Las fronteras entre el mezoued, el zindali y otras formas populares urbanas no están perfectamente fijadas. Los cantantes atraviesan repertorios, los instrumentos se desplazan y el público reconoce asociaciones que una etiqueta de género no puede abarcar por completo. El contexto, el texto y la práctica interpretativa ofrecen distinciones más útiles que una taxonomía rígida.
El género también condiciona el acceso. En las bodas, las mujeres pueden ocupar funciones importantes como cantantes, bailarinas, organizadoras y depositarias del repertorio, mientras la grabación comercial puede dar protagonismo a los hombres. El conocimiento del stambeli también se transmite por familias y comunidades concretas, no solo a través del instrumentista varón más visible en el escenario. Pregunte quién controla la ocasión y quién recibe crédito cuando el sonido sale de ella.
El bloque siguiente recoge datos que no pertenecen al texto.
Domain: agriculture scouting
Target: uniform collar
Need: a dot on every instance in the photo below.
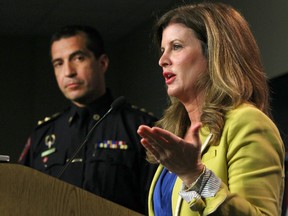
(96, 109)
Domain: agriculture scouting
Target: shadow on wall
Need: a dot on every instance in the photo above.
(279, 104)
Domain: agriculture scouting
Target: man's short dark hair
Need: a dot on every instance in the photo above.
(94, 41)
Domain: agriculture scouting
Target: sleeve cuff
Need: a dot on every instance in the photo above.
(207, 185)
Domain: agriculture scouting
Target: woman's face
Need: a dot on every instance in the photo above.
(182, 61)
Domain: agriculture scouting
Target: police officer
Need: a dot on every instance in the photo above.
(112, 163)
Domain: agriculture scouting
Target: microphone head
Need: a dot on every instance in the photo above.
(117, 103)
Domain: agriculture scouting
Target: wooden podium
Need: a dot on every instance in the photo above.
(28, 192)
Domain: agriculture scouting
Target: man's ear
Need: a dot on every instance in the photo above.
(104, 62)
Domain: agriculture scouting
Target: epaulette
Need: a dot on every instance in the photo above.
(47, 119)
(142, 110)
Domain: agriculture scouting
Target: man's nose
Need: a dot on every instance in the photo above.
(69, 70)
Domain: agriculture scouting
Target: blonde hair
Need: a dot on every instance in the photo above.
(235, 72)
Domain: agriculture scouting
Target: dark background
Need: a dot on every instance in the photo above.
(28, 88)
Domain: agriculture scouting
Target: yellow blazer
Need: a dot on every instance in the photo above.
(249, 160)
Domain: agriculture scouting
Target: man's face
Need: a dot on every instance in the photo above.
(79, 74)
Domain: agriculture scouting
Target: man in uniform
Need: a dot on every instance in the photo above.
(112, 163)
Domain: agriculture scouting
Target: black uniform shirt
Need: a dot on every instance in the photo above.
(112, 164)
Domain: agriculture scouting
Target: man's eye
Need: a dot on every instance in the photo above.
(57, 64)
(79, 58)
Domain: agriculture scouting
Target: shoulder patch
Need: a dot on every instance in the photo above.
(47, 119)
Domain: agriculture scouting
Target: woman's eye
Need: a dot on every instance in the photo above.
(176, 46)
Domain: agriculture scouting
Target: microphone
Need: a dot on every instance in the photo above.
(116, 104)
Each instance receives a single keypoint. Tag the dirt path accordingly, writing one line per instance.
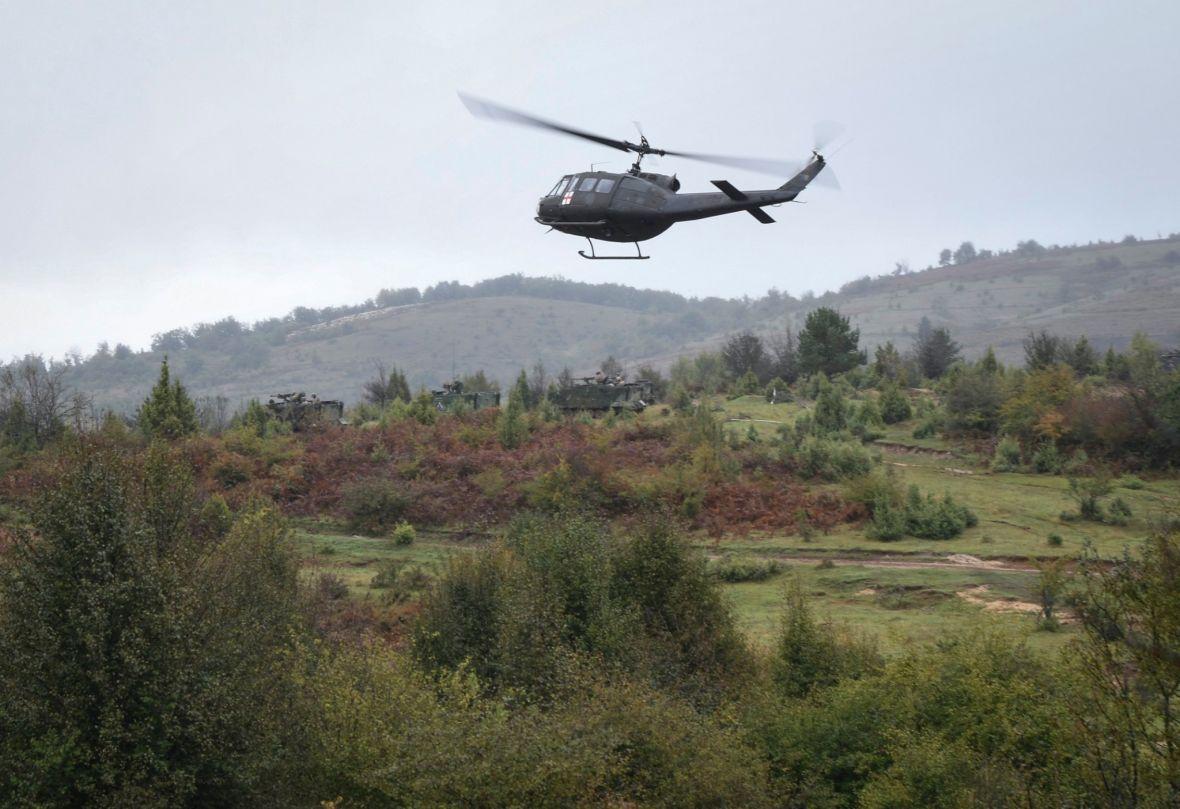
(954, 561)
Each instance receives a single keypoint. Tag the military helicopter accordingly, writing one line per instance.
(638, 205)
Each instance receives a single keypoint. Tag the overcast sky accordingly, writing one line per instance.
(163, 164)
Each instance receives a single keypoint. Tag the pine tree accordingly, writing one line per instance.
(168, 412)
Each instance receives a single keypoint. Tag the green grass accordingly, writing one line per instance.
(905, 609)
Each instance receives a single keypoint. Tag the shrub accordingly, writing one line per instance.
(1047, 460)
(1119, 512)
(928, 518)
(1008, 455)
(373, 505)
(895, 406)
(404, 534)
(832, 458)
(734, 570)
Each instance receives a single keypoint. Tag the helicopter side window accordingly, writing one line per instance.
(557, 190)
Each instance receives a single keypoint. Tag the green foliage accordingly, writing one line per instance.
(168, 413)
(929, 518)
(831, 458)
(831, 413)
(1047, 459)
(1007, 456)
(810, 655)
(734, 570)
(138, 666)
(778, 390)
(404, 534)
(510, 425)
(373, 506)
(747, 385)
(523, 612)
(972, 399)
(893, 405)
(827, 344)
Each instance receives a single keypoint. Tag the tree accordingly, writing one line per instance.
(828, 344)
(523, 390)
(745, 354)
(168, 412)
(936, 353)
(385, 387)
(34, 401)
(785, 349)
(510, 426)
(1125, 708)
(965, 254)
(887, 361)
(1082, 357)
(895, 407)
(538, 383)
(143, 660)
(1041, 350)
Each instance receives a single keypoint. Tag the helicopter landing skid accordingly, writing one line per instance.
(638, 255)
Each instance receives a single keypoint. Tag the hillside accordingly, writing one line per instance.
(1106, 291)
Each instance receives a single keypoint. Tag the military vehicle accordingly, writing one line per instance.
(303, 412)
(601, 394)
(452, 394)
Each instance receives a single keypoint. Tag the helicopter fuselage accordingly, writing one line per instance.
(641, 205)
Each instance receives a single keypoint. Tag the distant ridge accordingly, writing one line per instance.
(1107, 291)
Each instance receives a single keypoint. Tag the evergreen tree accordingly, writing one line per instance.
(168, 412)
(510, 427)
(936, 353)
(887, 361)
(828, 344)
(523, 390)
(989, 363)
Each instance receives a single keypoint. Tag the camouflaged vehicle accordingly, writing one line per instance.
(452, 394)
(602, 394)
(302, 412)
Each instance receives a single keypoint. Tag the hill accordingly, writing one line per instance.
(1107, 291)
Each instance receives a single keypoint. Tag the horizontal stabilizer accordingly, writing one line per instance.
(727, 189)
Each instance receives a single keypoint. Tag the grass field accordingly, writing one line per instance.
(903, 592)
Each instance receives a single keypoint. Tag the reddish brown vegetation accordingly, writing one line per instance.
(456, 473)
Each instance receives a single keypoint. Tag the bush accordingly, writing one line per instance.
(893, 405)
(832, 458)
(928, 518)
(1047, 460)
(404, 534)
(373, 506)
(734, 570)
(1008, 455)
(889, 520)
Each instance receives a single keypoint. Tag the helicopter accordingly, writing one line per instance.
(638, 205)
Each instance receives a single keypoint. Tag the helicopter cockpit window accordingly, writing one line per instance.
(559, 188)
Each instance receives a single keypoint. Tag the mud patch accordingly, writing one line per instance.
(1004, 604)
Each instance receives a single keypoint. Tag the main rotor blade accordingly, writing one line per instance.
(762, 165)
(482, 109)
(825, 133)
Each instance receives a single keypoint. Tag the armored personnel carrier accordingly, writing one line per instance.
(452, 394)
(602, 394)
(302, 412)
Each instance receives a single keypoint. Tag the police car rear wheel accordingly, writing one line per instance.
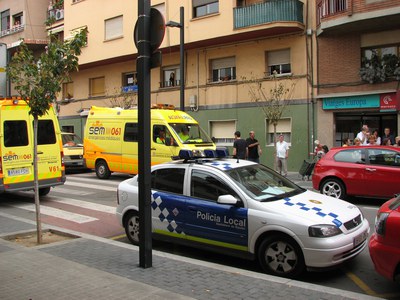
(280, 255)
(102, 170)
(132, 227)
(334, 188)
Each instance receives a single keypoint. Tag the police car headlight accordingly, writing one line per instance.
(323, 230)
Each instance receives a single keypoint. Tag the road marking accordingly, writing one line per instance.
(91, 186)
(85, 204)
(58, 213)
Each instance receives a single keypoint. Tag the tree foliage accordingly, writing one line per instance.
(39, 79)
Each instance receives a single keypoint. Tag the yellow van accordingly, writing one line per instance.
(16, 148)
(111, 138)
(73, 151)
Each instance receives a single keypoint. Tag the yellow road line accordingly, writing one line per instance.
(361, 284)
(117, 237)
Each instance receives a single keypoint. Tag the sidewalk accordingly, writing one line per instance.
(90, 267)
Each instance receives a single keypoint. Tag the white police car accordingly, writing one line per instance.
(245, 209)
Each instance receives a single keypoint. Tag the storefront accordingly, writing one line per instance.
(378, 111)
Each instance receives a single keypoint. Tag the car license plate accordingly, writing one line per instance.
(16, 172)
(360, 238)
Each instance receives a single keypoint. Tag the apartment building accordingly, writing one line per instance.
(20, 20)
(357, 53)
(227, 45)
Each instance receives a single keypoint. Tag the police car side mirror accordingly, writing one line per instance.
(227, 199)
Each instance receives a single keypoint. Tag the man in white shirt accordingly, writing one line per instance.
(363, 135)
(282, 153)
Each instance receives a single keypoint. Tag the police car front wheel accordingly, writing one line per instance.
(132, 227)
(280, 255)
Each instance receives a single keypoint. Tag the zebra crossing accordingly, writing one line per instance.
(84, 203)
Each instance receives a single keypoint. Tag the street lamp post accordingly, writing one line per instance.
(180, 25)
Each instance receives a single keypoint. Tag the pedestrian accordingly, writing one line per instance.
(387, 135)
(363, 135)
(254, 148)
(240, 150)
(282, 154)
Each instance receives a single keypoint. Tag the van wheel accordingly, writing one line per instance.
(132, 227)
(102, 170)
(44, 191)
(280, 255)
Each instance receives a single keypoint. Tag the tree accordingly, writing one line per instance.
(38, 80)
(274, 102)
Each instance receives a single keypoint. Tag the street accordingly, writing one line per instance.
(87, 204)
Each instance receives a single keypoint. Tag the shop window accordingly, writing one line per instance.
(222, 132)
(284, 127)
(204, 7)
(96, 87)
(68, 90)
(171, 77)
(278, 62)
(113, 28)
(223, 69)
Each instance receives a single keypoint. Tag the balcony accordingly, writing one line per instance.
(12, 30)
(343, 16)
(268, 12)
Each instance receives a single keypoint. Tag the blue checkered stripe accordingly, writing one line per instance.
(166, 216)
(221, 165)
(312, 209)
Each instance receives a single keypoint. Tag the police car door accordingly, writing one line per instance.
(210, 222)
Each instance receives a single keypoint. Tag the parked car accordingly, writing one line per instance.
(384, 244)
(245, 209)
(369, 171)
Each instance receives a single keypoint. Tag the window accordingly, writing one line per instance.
(222, 132)
(129, 82)
(131, 132)
(204, 7)
(223, 69)
(68, 90)
(17, 20)
(171, 76)
(284, 127)
(15, 134)
(168, 180)
(278, 62)
(5, 20)
(96, 87)
(207, 186)
(46, 132)
(113, 28)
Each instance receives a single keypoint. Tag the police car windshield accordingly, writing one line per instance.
(191, 133)
(262, 184)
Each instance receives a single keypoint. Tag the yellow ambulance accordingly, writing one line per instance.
(111, 138)
(16, 148)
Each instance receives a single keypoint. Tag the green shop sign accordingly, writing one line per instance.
(366, 101)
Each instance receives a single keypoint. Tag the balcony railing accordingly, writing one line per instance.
(327, 8)
(268, 12)
(13, 29)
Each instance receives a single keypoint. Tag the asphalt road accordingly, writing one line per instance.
(87, 204)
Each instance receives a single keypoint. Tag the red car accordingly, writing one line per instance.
(384, 244)
(368, 171)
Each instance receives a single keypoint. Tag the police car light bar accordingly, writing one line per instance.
(207, 153)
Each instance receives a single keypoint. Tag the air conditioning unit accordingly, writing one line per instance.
(59, 14)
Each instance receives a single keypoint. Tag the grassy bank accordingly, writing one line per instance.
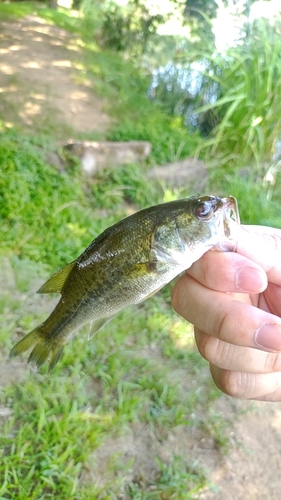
(117, 416)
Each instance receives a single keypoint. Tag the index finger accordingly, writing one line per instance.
(262, 245)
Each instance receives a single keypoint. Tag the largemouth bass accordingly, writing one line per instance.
(126, 264)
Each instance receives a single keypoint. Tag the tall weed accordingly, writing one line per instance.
(248, 107)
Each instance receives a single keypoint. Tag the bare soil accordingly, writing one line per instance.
(39, 82)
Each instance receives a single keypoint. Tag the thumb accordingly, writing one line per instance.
(262, 245)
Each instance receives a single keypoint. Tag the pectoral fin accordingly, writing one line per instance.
(56, 283)
(97, 325)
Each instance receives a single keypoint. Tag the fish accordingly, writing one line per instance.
(126, 264)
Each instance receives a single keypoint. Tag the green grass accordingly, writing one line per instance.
(142, 373)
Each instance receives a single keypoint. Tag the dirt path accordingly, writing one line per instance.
(38, 79)
(39, 86)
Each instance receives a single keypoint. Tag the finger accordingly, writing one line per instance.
(222, 316)
(262, 245)
(235, 358)
(228, 272)
(247, 385)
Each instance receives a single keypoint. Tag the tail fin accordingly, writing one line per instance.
(43, 349)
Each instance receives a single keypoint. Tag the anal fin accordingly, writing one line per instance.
(97, 324)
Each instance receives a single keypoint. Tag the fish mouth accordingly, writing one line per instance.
(228, 222)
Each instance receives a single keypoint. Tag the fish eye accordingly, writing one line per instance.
(204, 210)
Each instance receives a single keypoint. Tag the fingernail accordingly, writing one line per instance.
(250, 279)
(268, 336)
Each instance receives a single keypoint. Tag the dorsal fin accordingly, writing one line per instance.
(56, 283)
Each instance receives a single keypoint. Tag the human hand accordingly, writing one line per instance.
(239, 332)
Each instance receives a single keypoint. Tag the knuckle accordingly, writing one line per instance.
(236, 384)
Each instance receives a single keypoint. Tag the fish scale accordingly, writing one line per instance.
(127, 263)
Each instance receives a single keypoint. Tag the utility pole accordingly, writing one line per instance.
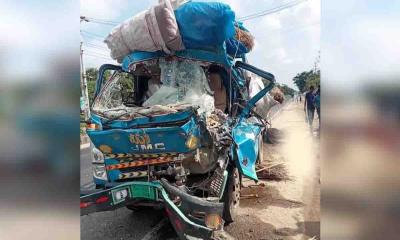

Los artistas contemporáneos vuelven a menudo sobre estos materiales. En «Sa3diya», de Ghoula, una muestra grabada de la voz y el gumbri de Abdelmajid Mihoub se encuentra con nuevas voces, percusión, platos de DJ y producción electrónica. En Maghreb United, Ammar 808 trabaja con cantantes e instrumentistas tunecinos, argelinos y marroquíes dentro de diseños de graves poderosos; proyectos posteriores extienden su mapa colaborativo más allá del Magreb. Las obras más logradas crean una composición nueva y permiten al mismo tiempo que la fuente conserve su identidad. Cuando la información esté disponible, una muestra debe conducir de vuelta a un cantante, un lugar o una grabación.
El turismo puede difuminar estas diferencias. El programa de un hotel puede presentar el «folclore tunecino» como una sucesión de superficies coloridas. Una banda de boda, una ceremonia comunitaria y un conjunto nacional escénico parecen entonces intercambiables. No lo son. El viajero aprenderá más si encuentra un acto identificado, conoce su contexto y escucha una interpretación completa que si colecciona fragmentos de un espectáculo cultural genérico.
Las tres formas exigen modalidades de atención diferentes. En el stambeli, la relación entre gumbri y qraqeb revela cómo el bajo y el metal organizan la duración. El mezoued necesita suficiente presencia física para que sus lengüetas y su percusión expliquen su fuerza en un espacio social concurrido. La traducción de una letra zindali permite enfocar el peso emocional y político del estribillo. Cada forma existe por una razón distinta.
La lección general no es que la música excluida sea automáticamente más veraz que la formal. El malouf puede contener una profunda memoria social; el repertorio popular puede reproducir sus propias exclusiones. La cuestión es que un mapa nacional se vuelve deshonesto cuando la respetabilidad decide qué cuenta como música. La historia de Túnez se oye en la tensión entre sala de conciertos, ceremonia, boda y canción carcelaria.